As you know, garlic is great for the cardiovascular system. Besides increasing good cholesterol, garlic can reduce diastolic and systolic blood pressure and triglycerides. However, perhaps you may not know the perfect anti-obesity properties of garlic. In your body, adipocytes are the cells that compose adipose tissue or body fat. A process occurring in the adipose tissue clarifies that pre-adipocytes will be converted into full-fledged tissue. This process is called adipogenesis. Garlic will help to inhibit the process of creating fat in your body. You need to know that raw garlic is better when you have an intention of losing belly fat.

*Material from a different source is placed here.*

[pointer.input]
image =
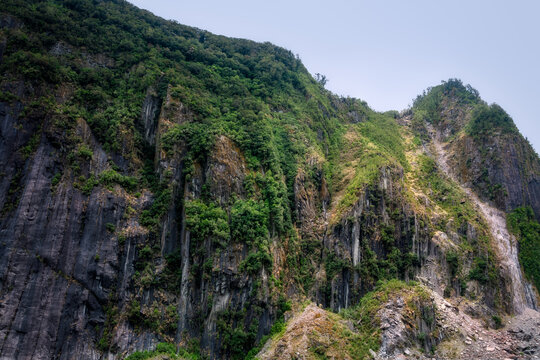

You can chew 3 cloves of garlic and after that let drink the lemon juice. Follow this in the morning for about 2 weeks. It will surprise you.
15. Ginger Tea
Ginger has a property to support your digestive system. You may know this. However, ginger is also a thermogenic. Thermogennic will increase your body temperature, which aids in burning abdominal effectively. There are many reasons leading to your belly fat such as overeating, stress, lack of exercise, and reduction of hormone. Ginger is believed to prevent cortisol manufacture. Cortisol is known as a steroid hormone necessary for mobilization and energy regulation. Therefore, drinking each day can burn your belly fat.
Have 2 cups of ginger tea each day or more to regulate your metabolism, encourage your digestion, and lower your cortisol manufacture.
All of the above tips on how to lose belly fat at home are what I have used to get rid of ugly and stubborn belly fat, and now, I am glad to share my very own experiences with anyone who desires to get in shape within a very short period of time.